The second item of note is in today’s NME. Now, I know that every few months I keep saying almost nice things about this magazine but it really has shown signs of improvement recently. For a start, the woefully pretentious letter from the editor – and his picture, for that matter – has disappeared from the third page and the writing just seems sharper and funnier. Mark Beaumont having a weekly column can only be a good thing. Anyway, this week, the main feature is a huge interview with Noel Gallagher. Say what you like about Oasis, and most people do, Noel is fantastically good value when it comes to interviews. Never one to disappoint, this time around it’s regarding Jay-Z.

“I never dissed that guy. But there’s no point going on about it or you end up sounding like Heather Mills.”

Fair point, well made. It’s worth £2.20 to read the whole thing.

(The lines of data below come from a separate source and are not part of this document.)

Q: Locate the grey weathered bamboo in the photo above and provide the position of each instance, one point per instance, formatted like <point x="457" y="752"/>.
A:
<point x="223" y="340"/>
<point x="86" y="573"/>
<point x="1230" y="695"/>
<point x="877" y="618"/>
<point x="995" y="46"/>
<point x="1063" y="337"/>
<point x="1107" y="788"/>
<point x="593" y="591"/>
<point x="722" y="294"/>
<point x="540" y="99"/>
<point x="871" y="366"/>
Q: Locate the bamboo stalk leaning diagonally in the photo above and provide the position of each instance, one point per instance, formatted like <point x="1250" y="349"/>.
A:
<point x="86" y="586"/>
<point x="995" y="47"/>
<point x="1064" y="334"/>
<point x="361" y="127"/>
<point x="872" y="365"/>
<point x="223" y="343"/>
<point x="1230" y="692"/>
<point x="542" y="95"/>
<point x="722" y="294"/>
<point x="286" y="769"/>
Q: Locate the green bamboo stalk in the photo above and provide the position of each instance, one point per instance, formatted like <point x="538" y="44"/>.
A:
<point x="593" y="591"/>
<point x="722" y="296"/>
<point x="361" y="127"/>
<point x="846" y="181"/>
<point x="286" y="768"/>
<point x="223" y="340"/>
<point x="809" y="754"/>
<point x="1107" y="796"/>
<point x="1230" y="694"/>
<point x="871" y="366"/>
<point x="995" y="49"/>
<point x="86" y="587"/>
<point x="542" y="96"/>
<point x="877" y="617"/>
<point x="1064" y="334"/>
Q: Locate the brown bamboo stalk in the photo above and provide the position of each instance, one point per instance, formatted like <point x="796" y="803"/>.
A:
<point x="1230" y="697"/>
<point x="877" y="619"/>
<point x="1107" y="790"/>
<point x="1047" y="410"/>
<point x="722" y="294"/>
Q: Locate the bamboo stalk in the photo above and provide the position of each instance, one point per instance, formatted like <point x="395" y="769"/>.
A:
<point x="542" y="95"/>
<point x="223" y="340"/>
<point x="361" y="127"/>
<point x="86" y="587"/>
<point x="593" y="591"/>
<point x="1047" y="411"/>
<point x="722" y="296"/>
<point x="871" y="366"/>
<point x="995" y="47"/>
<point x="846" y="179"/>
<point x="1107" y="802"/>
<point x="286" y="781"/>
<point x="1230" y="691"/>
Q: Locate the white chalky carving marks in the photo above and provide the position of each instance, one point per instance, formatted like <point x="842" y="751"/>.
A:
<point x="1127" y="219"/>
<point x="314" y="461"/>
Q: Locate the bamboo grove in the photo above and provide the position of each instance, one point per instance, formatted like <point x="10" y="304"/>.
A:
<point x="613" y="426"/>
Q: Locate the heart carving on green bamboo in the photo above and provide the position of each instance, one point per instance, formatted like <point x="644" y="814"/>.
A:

And finally, today’s new music mutterings:

They describe themselves as ‘ambient/electronica/pop’, which’ll do for me. That said, one track, ‘Handcuffs‘ is pure indie joy from start to finish. If you’ve already visited the VJ myspace then that’s the track that blares out at you when the page loads. Good, innit? They’re good Welsh boys, are Man Without Country. That’s who I’m on about, by the way. There are delightful moments in the aforementioned track where you’re left in no doubt about the band’s country of origin and I can’t deny that I love it all the more because of that. The other tracks that you can hear on their Myspace and iSound pages have a little more of that ambient feel to them, but if you love innovative, energetic songs then you should give them a few minutes of your time.

Click here to listen to God*

 

The NME website is currently allowing you to stream the new Weller album, ’22 Dreams’, ahead of its release on Monday. My advice would be, do so. It’s really rather good. Perhaps even as good as some of the recent orgasmic reviews have suggested. Listened to ‘As Is Now’ on double vinyl today for the first time. It really is a wonderful record and I remain baffled by its failure to sell. If you haven’t bought it since it’s come down to, oh I dunno, £1.27 or thereabouts, then you’re a muppet. I know I risk alienating the casual reader with a remark like that, but there you go, eh? Life’s too short to hold grudges. Apart from in the case of George Lamb, obviously. What was I saying? Oh yeah, go here…

NME Weller Page

and scroll down to the Paul Weller Media Player section. You’ll need to register, but they don’t want much info. Then click and you’re off. Enjoy.

*It’s a track on the album.

Plus, you can hear the new album from, the rather fabulous, Ron Sexsmith here. I’ve not listened to it all yet, but if you like the old stuff you’ll like this. A little like Spiritualized, each album has plenty in common with the previous one, but if you like one, you’ll like them all. Have a listen. It’s free. That seems less of an endorsement than I’d meant. Never mind.